I’m hoping this will be a place that is much loved over the coming summer, where the children can engage in imaginative play outside, and practise digging, pouring, mixing and getting dirty!
Next up on the busy list for today was planting snakes. Yes, really. These really fun seeds caught our eye the other day at the garden centre. The plants grow fruit which look like snakes, and can be picked, dried and painted as such! What a fabulous idea!

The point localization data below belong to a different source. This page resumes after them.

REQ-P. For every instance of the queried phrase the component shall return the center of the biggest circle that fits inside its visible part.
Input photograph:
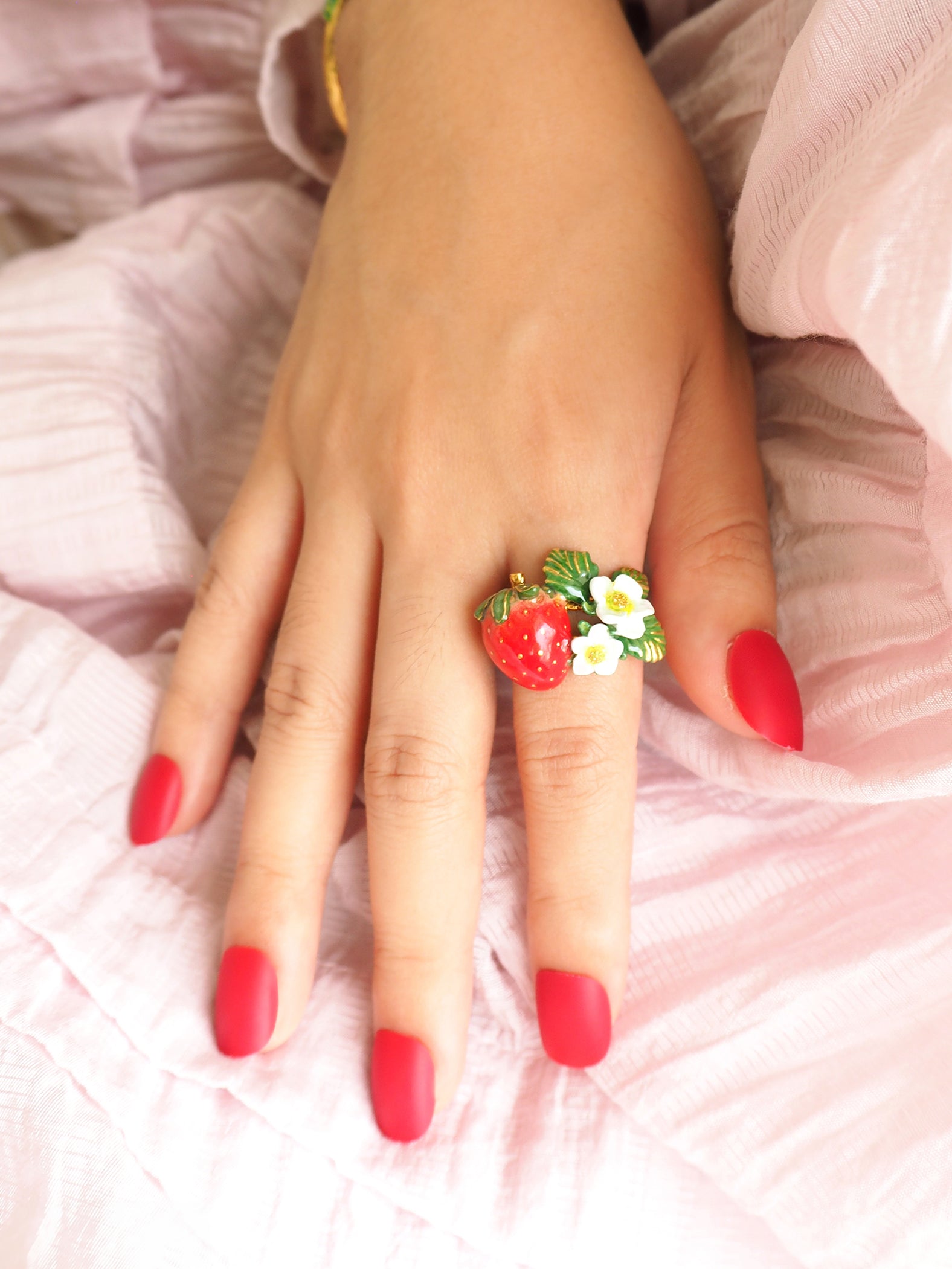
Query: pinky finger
(236, 608)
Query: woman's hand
(513, 336)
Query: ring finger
(578, 763)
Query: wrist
(455, 59)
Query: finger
(428, 748)
(301, 785)
(236, 608)
(712, 579)
(577, 748)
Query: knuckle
(304, 702)
(410, 771)
(588, 914)
(219, 596)
(573, 763)
(738, 545)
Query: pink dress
(779, 1090)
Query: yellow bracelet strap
(332, 82)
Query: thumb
(712, 580)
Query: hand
(513, 336)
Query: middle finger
(428, 747)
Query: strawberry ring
(529, 635)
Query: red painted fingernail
(155, 801)
(574, 1017)
(765, 689)
(402, 1085)
(245, 1003)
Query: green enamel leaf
(569, 573)
(653, 641)
(502, 603)
(632, 573)
(649, 647)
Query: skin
(515, 335)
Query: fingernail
(245, 1003)
(402, 1085)
(574, 1017)
(765, 689)
(155, 802)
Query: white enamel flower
(596, 652)
(621, 603)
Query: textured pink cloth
(777, 1093)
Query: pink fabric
(777, 1093)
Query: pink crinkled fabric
(777, 1090)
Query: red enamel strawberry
(527, 634)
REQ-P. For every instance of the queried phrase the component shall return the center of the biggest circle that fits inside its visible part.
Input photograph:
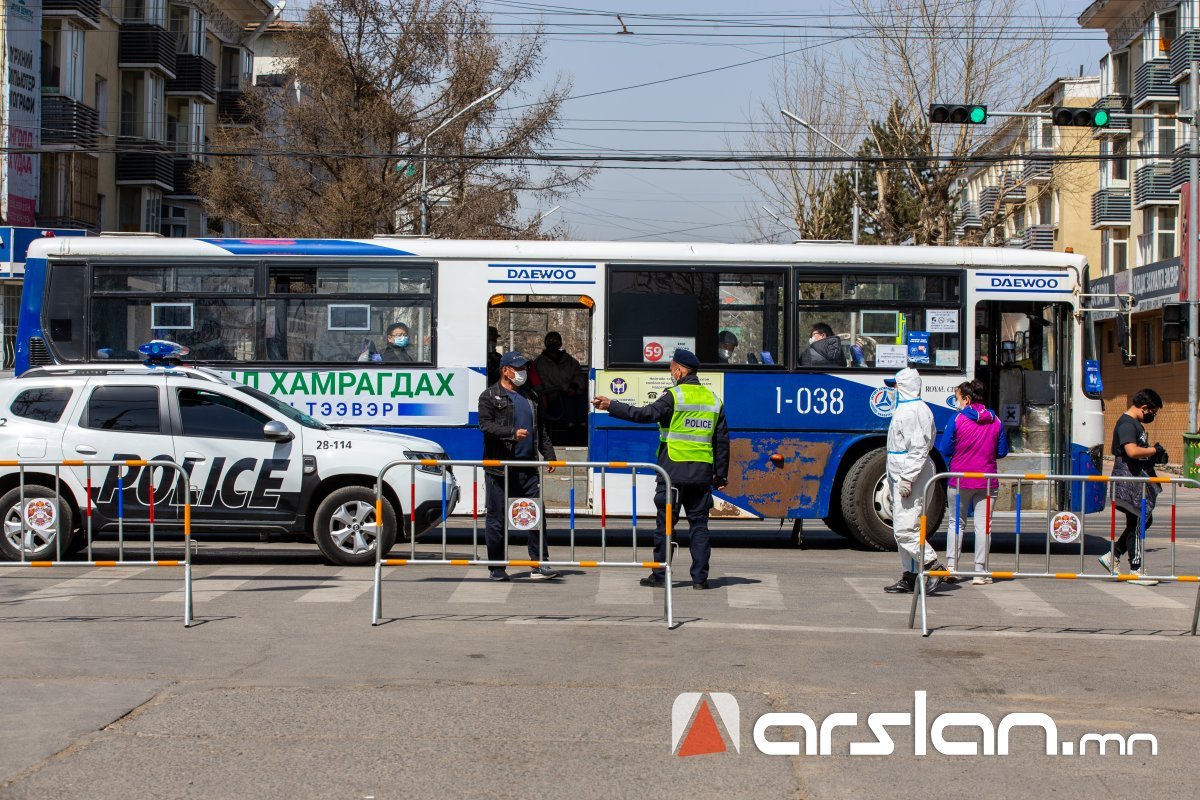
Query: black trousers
(1128, 540)
(523, 482)
(696, 500)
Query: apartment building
(131, 94)
(1137, 200)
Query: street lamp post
(425, 161)
(799, 121)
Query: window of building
(653, 311)
(41, 404)
(131, 409)
(210, 414)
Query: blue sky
(705, 113)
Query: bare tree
(376, 78)
(910, 54)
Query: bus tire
(863, 507)
(41, 546)
(345, 527)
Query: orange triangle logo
(703, 737)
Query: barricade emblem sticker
(40, 513)
(882, 402)
(525, 513)
(1065, 528)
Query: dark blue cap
(685, 359)
(514, 359)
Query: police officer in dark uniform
(694, 450)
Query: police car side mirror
(276, 431)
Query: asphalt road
(565, 689)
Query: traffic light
(960, 114)
(1080, 116)
(1175, 319)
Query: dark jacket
(497, 421)
(823, 353)
(660, 413)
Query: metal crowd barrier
(474, 560)
(918, 597)
(42, 468)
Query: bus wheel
(346, 528)
(42, 524)
(862, 503)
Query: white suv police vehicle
(253, 463)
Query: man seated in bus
(396, 349)
(825, 348)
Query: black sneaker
(904, 585)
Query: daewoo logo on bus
(1018, 282)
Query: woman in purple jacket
(971, 443)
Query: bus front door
(1023, 356)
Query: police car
(253, 463)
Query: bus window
(865, 320)
(726, 317)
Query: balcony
(1116, 128)
(1185, 49)
(1180, 167)
(1037, 172)
(1038, 238)
(85, 12)
(1152, 186)
(1111, 208)
(195, 77)
(147, 47)
(183, 185)
(66, 121)
(1152, 83)
(144, 163)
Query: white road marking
(621, 588)
(478, 588)
(84, 584)
(217, 583)
(763, 594)
(346, 585)
(1138, 596)
(1017, 600)
(871, 590)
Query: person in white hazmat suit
(911, 437)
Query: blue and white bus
(307, 322)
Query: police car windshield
(285, 409)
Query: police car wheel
(346, 529)
(41, 528)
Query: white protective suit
(910, 439)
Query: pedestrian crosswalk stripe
(621, 588)
(871, 590)
(1139, 596)
(759, 591)
(83, 584)
(346, 585)
(217, 583)
(1017, 599)
(478, 588)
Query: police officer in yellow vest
(694, 449)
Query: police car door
(124, 419)
(240, 479)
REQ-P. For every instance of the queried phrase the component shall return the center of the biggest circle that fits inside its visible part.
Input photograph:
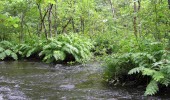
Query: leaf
(8, 52)
(157, 76)
(135, 70)
(30, 52)
(15, 25)
(151, 88)
(2, 55)
(59, 55)
(14, 56)
(148, 71)
(1, 49)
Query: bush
(71, 47)
(7, 50)
(152, 62)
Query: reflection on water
(36, 80)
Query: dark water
(36, 80)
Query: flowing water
(25, 80)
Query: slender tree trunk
(135, 20)
(169, 4)
(42, 22)
(140, 26)
(49, 20)
(82, 25)
(55, 19)
(22, 27)
(73, 25)
(112, 8)
(65, 26)
(156, 21)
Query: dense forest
(130, 37)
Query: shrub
(7, 50)
(67, 48)
(153, 63)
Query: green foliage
(153, 62)
(7, 50)
(67, 47)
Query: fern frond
(158, 75)
(59, 55)
(1, 49)
(2, 55)
(136, 70)
(148, 71)
(152, 88)
(14, 56)
(8, 52)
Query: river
(28, 80)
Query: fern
(59, 55)
(158, 75)
(152, 88)
(7, 50)
(136, 70)
(2, 55)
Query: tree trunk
(169, 4)
(42, 22)
(49, 20)
(112, 8)
(55, 19)
(22, 27)
(135, 19)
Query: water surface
(25, 80)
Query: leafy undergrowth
(64, 48)
(7, 51)
(151, 66)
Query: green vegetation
(132, 35)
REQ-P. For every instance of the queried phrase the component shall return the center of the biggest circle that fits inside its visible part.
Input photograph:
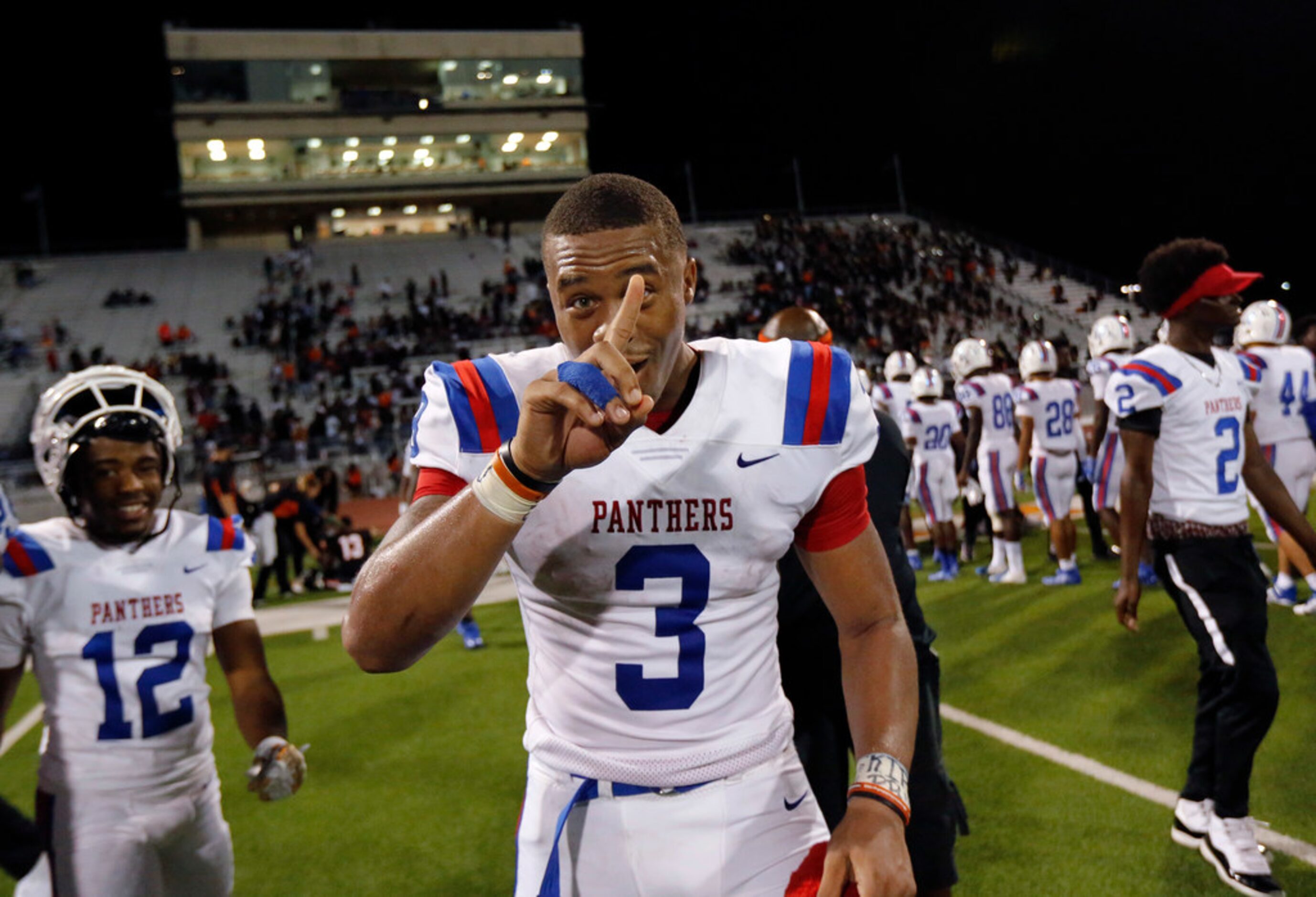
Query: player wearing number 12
(1049, 440)
(642, 490)
(118, 604)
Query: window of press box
(336, 158)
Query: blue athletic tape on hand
(588, 382)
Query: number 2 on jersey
(690, 566)
(100, 649)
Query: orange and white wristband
(506, 490)
(882, 778)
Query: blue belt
(588, 791)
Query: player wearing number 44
(1049, 441)
(642, 490)
(116, 604)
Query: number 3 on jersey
(690, 566)
(100, 649)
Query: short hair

The preschooler is an old hand at planting now, so once I had made a few newspaper pots, he quickly filled them with soil, watered them, and made a 1cm hole for the seeds to go into. The seeds have to placed on their sides which was a good opportunity for some fine motor skills practise! Once planted, the pots went inside plastic ziplock bags to keep warm until they are ready to go outside.
The seeds are called Snake Gourd and are available from Thompson and Morgan.
Last on the list this morning was the scarecrow. This was fun! The preschooler has been very concerned about birds eating his seeds, especially the beans, and he decided last week that we needed a scarecrow to protect them. I found a really easy tutorial here on the RHS site, which I amended slightly. This is what we used:
- 1x 1m bamboo cane
- 1x 50cm bamboo cane
- 1x 30cm bamboo
- old pair of tights
- meadow hay (99p from Home Bargains in the pet section)
We followed the instructions on the RHS site:
- tie the 50cm cane to the 1m cane close to the top to make a cross shape.
- tie the 30cm cane to the middle of the 1m cane.
- cut off one leg of the tights and stuff with hay to make the head. We secured it with a rubber band to stop the hay falling out.
- I deviated from the instructions here and instead of tying the head to the cane (I found it kept flopping to the side as it was quite heavy) I pushed the cane through the middle of the rubber band and up into the hay inside the tights. This kept it securely in place.
- dress the scarecrow- we used some of The Big One’s old clothes!
Easy peasy! It was really only the tying of the canes that I needed to do myself, the rest was great fun for the preschooler to do, with help. We put the scarecrow outside next to the sensory garDEN and when The Big One gets home from school I will ask her to add the face to it. We christened her ‘Big Jill’ after a mispronounced Ben 10 character. Let’s hope she protects our crops!